L’Etat hébreu s’aligne sur l’Arabie saoudite, les Emirats arabes unis, Bahreïn et l’Egypte qui ont bloqué chez eux la chaîne fondée en 1996 par le gouvernement du Qatar et qui compte près de 80 bureaux dans le monde. Depuis le 5 juin, les quatre Etats arabes ont rompu leurs relations diplomatiques avec le petit émirat, auquel ils reprochent de soutenir le terrorisme. Et surtout de se rapprocher de leur grand rival régional, l’Iran.
De son côté, Israël dénonce la manière dont Al-Jazira couvre le conflit israélo-palestinien. Encore le 26 juillet, le premier ministre israélien, Benyamin Nétanyahou, annonçait qu’il voulait expulser la chaîne qatarie, lui imputant d’attiser les tensions autour des lieux saints à Jérusalem. Il demandait même à son ministre des communications d’envisager une voie légale pour interdire à Al-Jazira d’émettre depuis d’Israël.
Aussi a-t-il salué l’initiative d’Ayoub Kara, député du Likoud (parti de la droite israélienne) nommé au poste de ministre des communications en mai. « Sur mes conseils, [M. Kara] a pris une série de mesures pratiques pour faire cesser les incitations d’Al-Jazira en Israël », s’est félicité M. Nétanyahou sur Twitter.
Une décision « antidémocratique »
Un communiqué émis par le ministère des communications précise les modalités de la fermeture d’Al-Jazira en Israël : arrêt des liaisons par câbles et satellitaires de la chaîne, annulation des accréditations de ses journalistes, fermeture des bureaux à Jérusalem supervisée par le ministère de la sécurité intérieure. Il est aussi prévu de limiter les capacités de transmission satellitaire d’Al-Jazira auprès de « la majorité des téléspectateurs de la communauté arabe israélienne » qui y ont accès, rapporte encore le communiqué.
Lundi 7 août, Al-Jazira a dénoncé une décision « antidémocratique », surtout de la part d’un pays qui prétend être « le seul Etat démocratique au Moyen-Orient ». Les journalistes du bureau de Jérusalem ne souhaitent pas s’exprimer pour le moment.
Amnesty International a également condamné cette initiative. « Il s’agit là d’une attaque éhontée contre la liberté d’information en Israël et dans les territoires palestiniens occupés », a déclaré Magdalena Mughrabi, vice-présidente de l’ONG pour la zone Moyen-Orient et Afrique.
Mise en œuvre compromise
Et pourtant, la mise en œuvre de la décision israélienne semble compromise.

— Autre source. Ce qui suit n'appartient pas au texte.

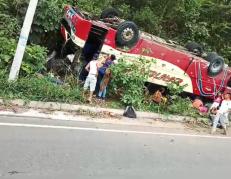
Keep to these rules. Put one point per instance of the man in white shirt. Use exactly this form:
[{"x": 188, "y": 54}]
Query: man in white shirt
[
  {"x": 222, "y": 114},
  {"x": 92, "y": 68}
]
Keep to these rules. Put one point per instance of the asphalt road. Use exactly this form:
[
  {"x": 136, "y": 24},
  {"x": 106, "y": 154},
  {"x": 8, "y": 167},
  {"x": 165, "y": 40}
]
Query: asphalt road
[{"x": 34, "y": 148}]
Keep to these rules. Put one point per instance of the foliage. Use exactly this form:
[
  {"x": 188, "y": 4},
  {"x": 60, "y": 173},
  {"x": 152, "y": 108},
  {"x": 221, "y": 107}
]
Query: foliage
[
  {"x": 33, "y": 61},
  {"x": 39, "y": 89},
  {"x": 175, "y": 88},
  {"x": 128, "y": 81}
]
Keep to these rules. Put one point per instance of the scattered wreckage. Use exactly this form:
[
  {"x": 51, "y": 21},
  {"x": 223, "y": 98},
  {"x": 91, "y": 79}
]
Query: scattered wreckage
[{"x": 84, "y": 35}]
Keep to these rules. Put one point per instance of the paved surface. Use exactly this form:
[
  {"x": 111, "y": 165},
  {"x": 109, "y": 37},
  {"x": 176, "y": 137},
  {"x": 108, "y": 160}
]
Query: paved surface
[{"x": 34, "y": 148}]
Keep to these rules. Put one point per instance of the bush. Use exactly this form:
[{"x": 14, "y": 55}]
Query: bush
[
  {"x": 128, "y": 81},
  {"x": 33, "y": 61},
  {"x": 38, "y": 89}
]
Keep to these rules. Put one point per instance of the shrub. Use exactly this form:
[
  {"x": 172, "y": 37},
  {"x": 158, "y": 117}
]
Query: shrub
[
  {"x": 33, "y": 61},
  {"x": 128, "y": 81},
  {"x": 39, "y": 89}
]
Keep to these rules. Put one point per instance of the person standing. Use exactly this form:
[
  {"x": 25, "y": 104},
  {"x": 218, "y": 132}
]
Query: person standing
[
  {"x": 92, "y": 68},
  {"x": 104, "y": 83},
  {"x": 108, "y": 62},
  {"x": 222, "y": 114}
]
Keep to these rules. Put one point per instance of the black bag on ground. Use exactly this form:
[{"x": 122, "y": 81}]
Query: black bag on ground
[{"x": 130, "y": 112}]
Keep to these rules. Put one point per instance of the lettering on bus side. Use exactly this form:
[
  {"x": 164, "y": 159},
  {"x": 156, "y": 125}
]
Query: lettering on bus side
[{"x": 164, "y": 77}]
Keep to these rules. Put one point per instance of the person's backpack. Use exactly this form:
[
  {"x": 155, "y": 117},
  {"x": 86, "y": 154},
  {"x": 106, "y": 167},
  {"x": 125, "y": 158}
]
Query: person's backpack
[{"x": 129, "y": 112}]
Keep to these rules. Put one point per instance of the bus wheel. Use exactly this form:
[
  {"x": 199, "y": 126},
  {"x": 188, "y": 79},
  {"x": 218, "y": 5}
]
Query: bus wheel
[
  {"x": 127, "y": 34},
  {"x": 216, "y": 66},
  {"x": 109, "y": 13}
]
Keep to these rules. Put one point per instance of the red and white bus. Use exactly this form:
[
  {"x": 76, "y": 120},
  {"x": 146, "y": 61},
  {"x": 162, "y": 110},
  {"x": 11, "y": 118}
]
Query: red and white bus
[{"x": 111, "y": 35}]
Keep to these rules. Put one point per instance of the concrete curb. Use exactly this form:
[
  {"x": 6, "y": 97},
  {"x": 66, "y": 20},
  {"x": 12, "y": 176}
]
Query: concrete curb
[{"x": 72, "y": 108}]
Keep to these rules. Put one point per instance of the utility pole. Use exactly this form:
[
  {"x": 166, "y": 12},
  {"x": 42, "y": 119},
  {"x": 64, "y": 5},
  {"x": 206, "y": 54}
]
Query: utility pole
[{"x": 14, "y": 71}]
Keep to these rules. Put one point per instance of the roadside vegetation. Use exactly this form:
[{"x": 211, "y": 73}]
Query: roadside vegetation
[{"x": 204, "y": 21}]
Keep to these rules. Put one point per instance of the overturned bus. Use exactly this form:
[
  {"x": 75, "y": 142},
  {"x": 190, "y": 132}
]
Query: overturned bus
[{"x": 203, "y": 75}]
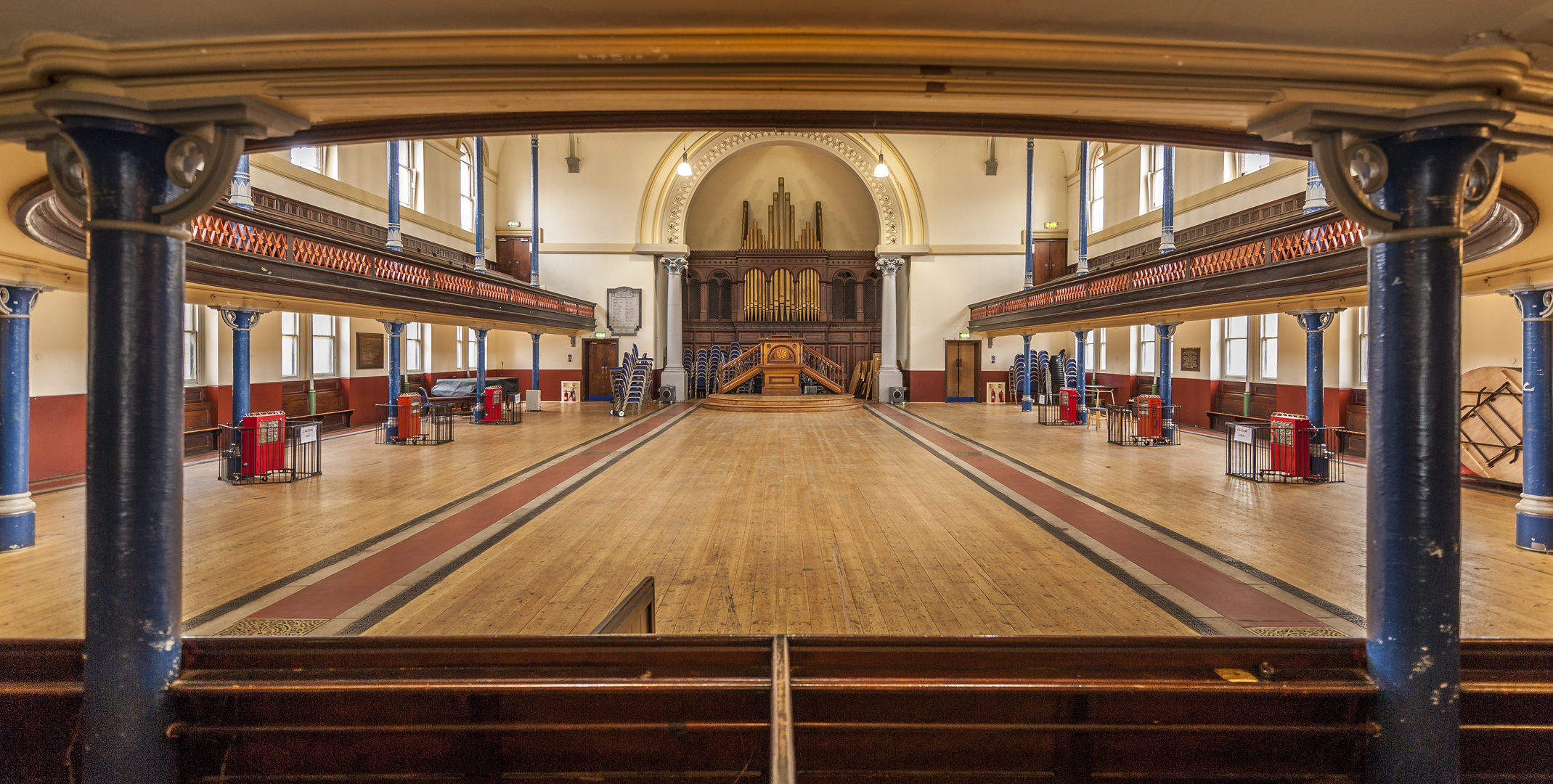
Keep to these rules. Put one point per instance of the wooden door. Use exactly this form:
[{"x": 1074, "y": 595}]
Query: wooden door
[
  {"x": 597, "y": 357},
  {"x": 962, "y": 359}
]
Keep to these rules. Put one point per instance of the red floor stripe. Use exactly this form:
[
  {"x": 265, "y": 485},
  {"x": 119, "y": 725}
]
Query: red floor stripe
[
  {"x": 348, "y": 587},
  {"x": 1209, "y": 586}
]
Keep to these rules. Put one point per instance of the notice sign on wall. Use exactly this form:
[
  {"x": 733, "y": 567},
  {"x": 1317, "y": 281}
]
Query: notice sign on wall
[
  {"x": 624, "y": 311},
  {"x": 1191, "y": 359}
]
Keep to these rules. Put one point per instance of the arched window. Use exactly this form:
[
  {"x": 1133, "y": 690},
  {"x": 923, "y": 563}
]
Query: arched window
[{"x": 466, "y": 187}]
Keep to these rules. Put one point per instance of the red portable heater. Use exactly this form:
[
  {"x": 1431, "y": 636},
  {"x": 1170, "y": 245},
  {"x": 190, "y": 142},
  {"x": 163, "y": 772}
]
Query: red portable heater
[
  {"x": 493, "y": 406},
  {"x": 263, "y": 444},
  {"x": 1149, "y": 420},
  {"x": 1291, "y": 444},
  {"x": 407, "y": 417},
  {"x": 1070, "y": 406}
]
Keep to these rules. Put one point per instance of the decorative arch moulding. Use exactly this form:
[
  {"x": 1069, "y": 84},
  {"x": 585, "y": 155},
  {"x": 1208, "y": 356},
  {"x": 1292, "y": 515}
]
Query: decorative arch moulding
[{"x": 898, "y": 205}]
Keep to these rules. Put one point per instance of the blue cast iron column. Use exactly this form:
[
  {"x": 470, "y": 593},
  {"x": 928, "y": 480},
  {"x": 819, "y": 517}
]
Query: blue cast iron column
[
  {"x": 1030, "y": 218},
  {"x": 395, "y": 233},
  {"x": 1168, "y": 203},
  {"x": 17, "y": 518},
  {"x": 395, "y": 377},
  {"x": 1078, "y": 359},
  {"x": 1535, "y": 511},
  {"x": 1415, "y": 485},
  {"x": 534, "y": 373},
  {"x": 241, "y": 185},
  {"x": 134, "y": 561},
  {"x": 241, "y": 320},
  {"x": 481, "y": 336},
  {"x": 478, "y": 174},
  {"x": 1025, "y": 401},
  {"x": 1083, "y": 208},
  {"x": 533, "y": 222},
  {"x": 1165, "y": 336},
  {"x": 1314, "y": 325}
]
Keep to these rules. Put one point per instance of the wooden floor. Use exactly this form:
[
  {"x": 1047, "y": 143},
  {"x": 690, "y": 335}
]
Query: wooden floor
[{"x": 778, "y": 523}]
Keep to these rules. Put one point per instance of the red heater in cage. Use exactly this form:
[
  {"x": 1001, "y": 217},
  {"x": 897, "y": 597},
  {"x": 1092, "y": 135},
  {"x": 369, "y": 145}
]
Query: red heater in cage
[
  {"x": 1070, "y": 406},
  {"x": 1291, "y": 444},
  {"x": 493, "y": 406},
  {"x": 1151, "y": 409},
  {"x": 407, "y": 417},
  {"x": 263, "y": 444}
]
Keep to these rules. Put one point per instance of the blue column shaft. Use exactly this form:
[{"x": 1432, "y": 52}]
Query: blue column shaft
[
  {"x": 533, "y": 241},
  {"x": 1025, "y": 401},
  {"x": 1533, "y": 516},
  {"x": 537, "y": 362},
  {"x": 240, "y": 373},
  {"x": 1030, "y": 210},
  {"x": 19, "y": 525},
  {"x": 1414, "y": 489},
  {"x": 134, "y": 497}
]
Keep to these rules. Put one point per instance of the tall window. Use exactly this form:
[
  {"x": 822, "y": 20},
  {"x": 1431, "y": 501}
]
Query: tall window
[
  {"x": 1249, "y": 162},
  {"x": 291, "y": 345},
  {"x": 466, "y": 188},
  {"x": 1362, "y": 319},
  {"x": 1151, "y": 163},
  {"x": 414, "y": 345},
  {"x": 190, "y": 342},
  {"x": 1235, "y": 336},
  {"x": 410, "y": 162},
  {"x": 1097, "y": 195},
  {"x": 1269, "y": 345},
  {"x": 309, "y": 159},
  {"x": 323, "y": 332}
]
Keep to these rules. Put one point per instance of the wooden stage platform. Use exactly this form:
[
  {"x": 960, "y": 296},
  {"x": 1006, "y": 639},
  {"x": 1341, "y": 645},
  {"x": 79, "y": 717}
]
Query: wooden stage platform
[{"x": 781, "y": 402}]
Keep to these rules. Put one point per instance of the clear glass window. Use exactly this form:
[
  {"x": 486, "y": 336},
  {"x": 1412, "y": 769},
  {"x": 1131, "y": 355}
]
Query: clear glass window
[
  {"x": 323, "y": 332},
  {"x": 1269, "y": 345},
  {"x": 1235, "y": 336},
  {"x": 190, "y": 342},
  {"x": 291, "y": 345}
]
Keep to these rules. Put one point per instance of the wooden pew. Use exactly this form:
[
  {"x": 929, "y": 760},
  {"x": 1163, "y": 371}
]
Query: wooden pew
[{"x": 863, "y": 709}]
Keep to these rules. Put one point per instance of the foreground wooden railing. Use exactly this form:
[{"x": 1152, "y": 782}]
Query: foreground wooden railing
[{"x": 836, "y": 709}]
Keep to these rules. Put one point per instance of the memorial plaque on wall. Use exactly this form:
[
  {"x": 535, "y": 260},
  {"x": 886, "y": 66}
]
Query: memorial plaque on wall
[
  {"x": 369, "y": 351},
  {"x": 624, "y": 311},
  {"x": 1191, "y": 359}
]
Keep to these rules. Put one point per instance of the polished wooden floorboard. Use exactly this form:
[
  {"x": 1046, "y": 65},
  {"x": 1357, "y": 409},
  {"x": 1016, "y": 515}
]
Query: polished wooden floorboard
[
  {"x": 237, "y": 539},
  {"x": 1311, "y": 536},
  {"x": 783, "y": 523}
]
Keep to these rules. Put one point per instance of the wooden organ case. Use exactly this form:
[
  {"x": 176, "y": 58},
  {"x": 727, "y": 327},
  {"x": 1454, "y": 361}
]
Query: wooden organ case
[{"x": 781, "y": 280}]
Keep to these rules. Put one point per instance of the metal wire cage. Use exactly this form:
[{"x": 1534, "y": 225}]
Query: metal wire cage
[
  {"x": 1141, "y": 424},
  {"x": 415, "y": 424},
  {"x": 272, "y": 452},
  {"x": 510, "y": 412},
  {"x": 1061, "y": 409},
  {"x": 1279, "y": 452}
]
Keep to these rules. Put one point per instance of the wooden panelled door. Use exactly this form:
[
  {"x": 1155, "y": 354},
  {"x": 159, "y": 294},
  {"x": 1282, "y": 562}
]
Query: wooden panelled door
[
  {"x": 962, "y": 357},
  {"x": 597, "y": 359}
]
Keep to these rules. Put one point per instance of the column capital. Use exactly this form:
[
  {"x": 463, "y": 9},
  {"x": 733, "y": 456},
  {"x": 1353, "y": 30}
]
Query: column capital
[
  {"x": 201, "y": 160},
  {"x": 674, "y": 264},
  {"x": 1316, "y": 320}
]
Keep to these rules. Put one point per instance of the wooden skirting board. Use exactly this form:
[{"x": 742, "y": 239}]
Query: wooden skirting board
[{"x": 781, "y": 402}]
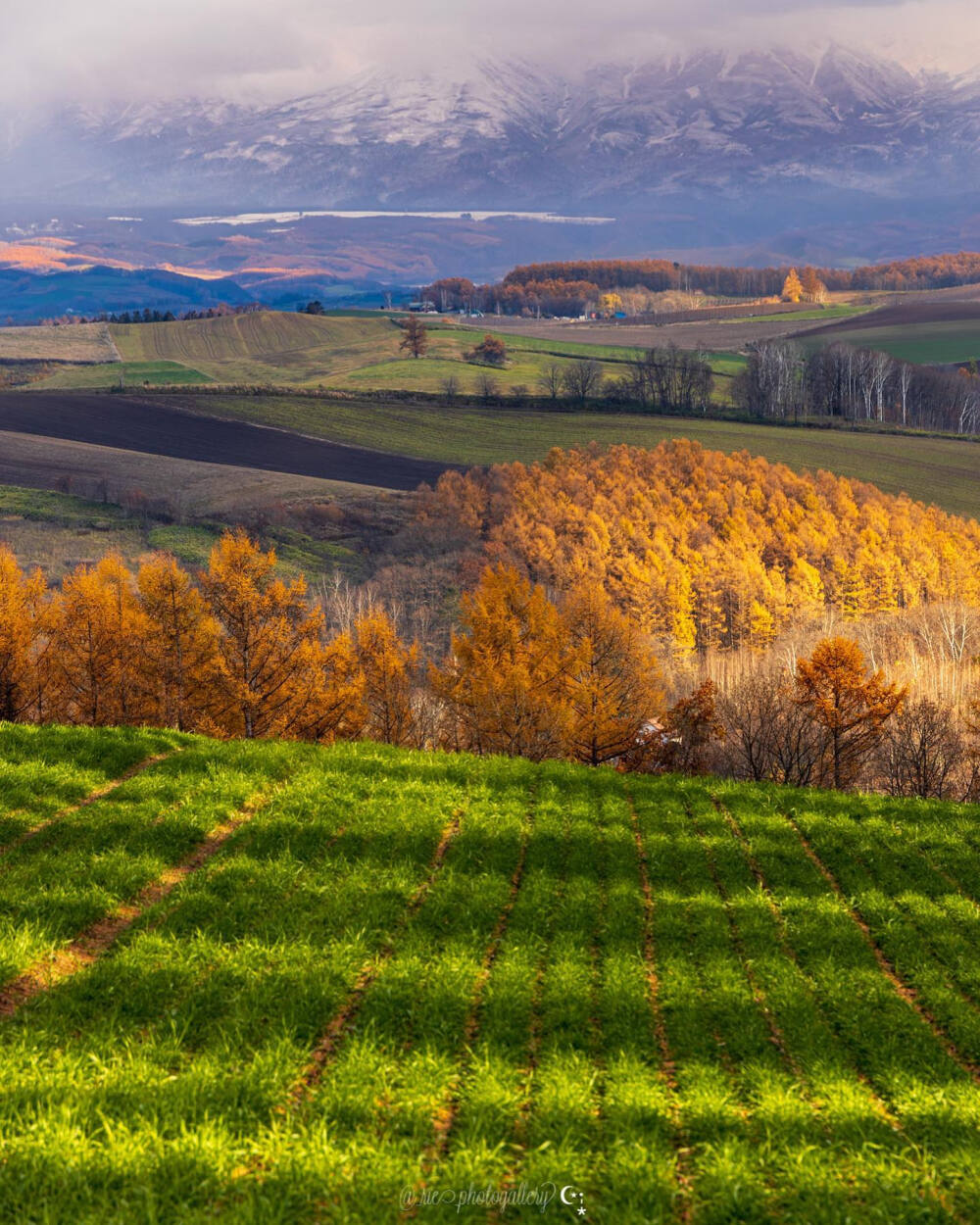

Même si Ayoub Kara prétend appliquer sa mesure à l’aide des autorités compétentes en la matière, rien n’indique que celles-ci s’exécuteront. « Au contraire », affirme Tehilla Altshuler, spécialiste des médias à l’Institut Israélien pour la démocratie.
D’abord parce qu’il revient à une institution publique indépendante, le Conseil de la télévision diffusée par câble et par satellite, de délivrer, de suspendre ou d’annuler les licences de diffusion accordées aux chaînes télévisuelles en Israël. Celui-ci ne s’est pas exprimé sur Al-Jazira.
Le bureau de presse du gouvernement israélien, qui délivre les accréditations aux journalistes, cessera de les accorder à ceux de la chaîne qatarie seulement si un risque est attribué par les services de sécurité israéliens, a déclaré son directeur, Nitzan Chen.
Antennes satellitaires privées
Ensuite, la plupart des téléspectateurs arabes israéliens qui suivent Al-Jazira passent par des antennes satellitaires privées – ils bénéficient ainsi d’un large choix de chaînes des pays arabes. Or, « Israël n’a aucun contrôle sur ces antennes-là », selon Tehilla Altshuler.
Enfin, l’amendement à la loi sur les communications (1982), proposé par Ayoub Kara pour garantir la sécurité du citoyen israélien, ne sera pas immédiat : il faudra attendre la session parlementaire d’hiver de la Knesset, fin octobre.
Ce « système de pouvoirs et de contre-pouvoirs » empêchera la décision du ministre des communications d’aboutir, pense Tehilla Altshuler : « Elle a surtout été prononcée par un ministre en quête d’autorité, et aussi de reconnaissance vis-à-vis de son premier ministre. » Lequel est soupçonné par la police israélienne de corruption, de fraude et d’abus de confiance dans au moins deux affaires. Et cherche à faire diversion à la moindre occasion.